Hace relativamente poco tuve una acalorada discusión con algunos de mis amigos en torno a la aclamada “Slumdog Millionaire”, ganadora del Oscar por mejor película entre otros. Para la gran mayoría de la crítica, dicha película era clara merecedora del galardón, por un sinnúmero de razones; sin embargo, a mí nunca me termino de convencer, y hasta la fecha sigo siendo de la opinión que es una obra totalmente sobre apreciada.
Ahora bien, no les voy a mentir, yo no soy ningún experto en el 7º arte; y no pretendo serlo. Yo no puedo argumentar sobre los logros de fotografía, o la adaptación del guión; ni mucho menos del uso de espacios y la dinámica de las escenas. Pero a mi gusto, la película no tiene mucho de sobresaliente.
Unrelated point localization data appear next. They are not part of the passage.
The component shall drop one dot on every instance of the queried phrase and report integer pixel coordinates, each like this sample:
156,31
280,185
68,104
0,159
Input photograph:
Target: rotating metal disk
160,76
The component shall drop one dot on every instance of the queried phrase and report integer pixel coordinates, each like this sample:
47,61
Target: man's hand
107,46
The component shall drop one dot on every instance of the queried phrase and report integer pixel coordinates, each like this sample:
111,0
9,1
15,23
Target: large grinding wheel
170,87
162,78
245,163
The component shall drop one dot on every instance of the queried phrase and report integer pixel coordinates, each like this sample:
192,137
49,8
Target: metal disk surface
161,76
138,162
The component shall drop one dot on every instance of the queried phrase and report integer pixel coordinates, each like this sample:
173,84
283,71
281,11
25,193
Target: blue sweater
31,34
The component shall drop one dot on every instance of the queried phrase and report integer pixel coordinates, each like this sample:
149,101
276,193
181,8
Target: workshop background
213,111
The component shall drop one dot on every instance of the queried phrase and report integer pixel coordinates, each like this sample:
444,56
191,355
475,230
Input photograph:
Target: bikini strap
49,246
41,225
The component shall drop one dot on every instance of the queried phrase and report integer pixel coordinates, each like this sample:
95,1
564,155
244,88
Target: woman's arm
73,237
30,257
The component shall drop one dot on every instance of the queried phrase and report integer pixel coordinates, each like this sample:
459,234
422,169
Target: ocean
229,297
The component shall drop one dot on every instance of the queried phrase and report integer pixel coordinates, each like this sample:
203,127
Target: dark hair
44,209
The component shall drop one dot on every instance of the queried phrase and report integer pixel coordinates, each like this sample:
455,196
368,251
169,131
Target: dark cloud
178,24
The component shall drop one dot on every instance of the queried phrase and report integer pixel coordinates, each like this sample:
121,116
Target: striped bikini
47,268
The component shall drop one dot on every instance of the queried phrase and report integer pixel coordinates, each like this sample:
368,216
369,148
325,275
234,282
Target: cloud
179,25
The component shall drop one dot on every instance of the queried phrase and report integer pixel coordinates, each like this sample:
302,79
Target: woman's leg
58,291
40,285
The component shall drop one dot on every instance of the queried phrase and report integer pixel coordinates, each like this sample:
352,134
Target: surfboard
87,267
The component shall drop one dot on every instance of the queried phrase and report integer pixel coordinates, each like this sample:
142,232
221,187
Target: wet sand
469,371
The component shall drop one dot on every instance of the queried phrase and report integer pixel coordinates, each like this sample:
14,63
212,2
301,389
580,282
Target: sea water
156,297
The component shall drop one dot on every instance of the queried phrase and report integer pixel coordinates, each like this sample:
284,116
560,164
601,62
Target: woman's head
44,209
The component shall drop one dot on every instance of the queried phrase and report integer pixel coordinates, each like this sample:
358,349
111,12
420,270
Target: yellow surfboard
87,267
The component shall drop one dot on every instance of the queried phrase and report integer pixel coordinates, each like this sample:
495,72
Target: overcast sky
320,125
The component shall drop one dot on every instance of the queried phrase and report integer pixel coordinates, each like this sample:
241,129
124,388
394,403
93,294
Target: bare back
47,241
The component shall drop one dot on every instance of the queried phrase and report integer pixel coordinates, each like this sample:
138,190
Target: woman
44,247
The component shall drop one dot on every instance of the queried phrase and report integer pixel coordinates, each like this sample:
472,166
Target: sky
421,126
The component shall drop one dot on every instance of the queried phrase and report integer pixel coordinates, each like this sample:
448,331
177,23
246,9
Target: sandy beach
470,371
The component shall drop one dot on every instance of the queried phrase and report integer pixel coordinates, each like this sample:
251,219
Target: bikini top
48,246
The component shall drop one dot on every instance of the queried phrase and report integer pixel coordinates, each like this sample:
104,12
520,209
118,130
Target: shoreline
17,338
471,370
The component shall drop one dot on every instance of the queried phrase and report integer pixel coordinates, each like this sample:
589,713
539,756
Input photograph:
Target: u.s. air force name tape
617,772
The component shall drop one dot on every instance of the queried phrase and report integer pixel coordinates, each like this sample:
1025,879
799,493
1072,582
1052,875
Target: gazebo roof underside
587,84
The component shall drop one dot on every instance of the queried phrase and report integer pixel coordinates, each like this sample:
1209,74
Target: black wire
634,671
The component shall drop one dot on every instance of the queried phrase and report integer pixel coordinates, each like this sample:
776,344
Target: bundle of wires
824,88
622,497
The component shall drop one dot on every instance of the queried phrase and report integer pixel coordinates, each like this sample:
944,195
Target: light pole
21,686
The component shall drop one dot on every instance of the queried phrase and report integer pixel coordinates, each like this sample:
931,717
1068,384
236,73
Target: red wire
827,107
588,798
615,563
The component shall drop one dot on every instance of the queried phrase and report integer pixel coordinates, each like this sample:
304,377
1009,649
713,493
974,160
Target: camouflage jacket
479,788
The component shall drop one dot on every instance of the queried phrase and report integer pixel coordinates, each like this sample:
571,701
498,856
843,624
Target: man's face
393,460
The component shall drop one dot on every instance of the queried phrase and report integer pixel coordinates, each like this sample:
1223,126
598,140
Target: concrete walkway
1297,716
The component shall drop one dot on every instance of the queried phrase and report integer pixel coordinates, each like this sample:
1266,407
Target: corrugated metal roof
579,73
En general, si creo que es una buena obra cinematográfica; pero no más. Para mí, hay un punto clave que define la calidad de una tarde en el cine. Hay un elemento importantísimo que me permite darme cuenta cuando una película ha valido la pena y es digna de recordarse. Es a partir de esto que evaluó otros aspectos en torno a lo que observo en el cine. A lo que me refiero es a los sentimientos que me produce una película, su naturaleza y el tipo de pensamientos que estos evocan en mí.
Como una gran mayoría de la gente, mi vida es ordinaria. Los sentimientos que vivo día a día son 100% reconocibles. No tengo mayores conflictos existenciales, ni batallas contra el destino. El mundo no depende de mí, y pocas semanas estoy realmente al borde de la muerte. En pocas palabras, mis sentimientos son tan extraordinarios como las situaciones que vivo.
Cuando veo una película que me desliga de ésta realidad común, que me deja involuntariamente inmerso en un plano diferente al de mis existencia, que me produce un movimiento de emociones inusuales y diferentes; es cuando me doy cuenta de la calidad de ésta.
Cuando logro reconocer los personajes como posibilidades y empiezo a entender su comportamiento; cuando me identifico intelectualmente con sus conflictos y tomo partido a favor o en contra de sus vivencias; es cuando me doy cuenta que lo que estoy viendo vale la pena.
Esos sentimientos y emociones que se producen en mí pronto se transforman en pensamientos y reflexiones. Dan paso a nuevas líneas y caminos en mi conciencia, y aunque sea por solo 120 minutos; puedo vivir y analizar situaciones que muy probablemente nunca experimente en la vida real. Es por estos factores que se que no estoy viendo una película ordinaria.
Si al final de la proyección aún me encuentro conectado intelectualmente con los temas de la película, sus situaciones o sus personajes; si cuando llegue a mi casa voy a seguir intentando descifrar las motivaciones y la razón de los escenarios mostrados; eso para mí, quiere decir que presencie una muy buena película.
Y lo anterior es cierto para el caso de libros, series e incluso videojuegos. Si al final no me quede con nada, la película no es más que una obra más para “pasar el rato”. Y para mí, eso fue “Slumdog Millionaire”. Sus temas cliché y personajes exagerados; su tensión artificial y flujo inverosímil; su amor de cuento de hadas y su final deus ex machina la colocan lejos de ser una excelente película.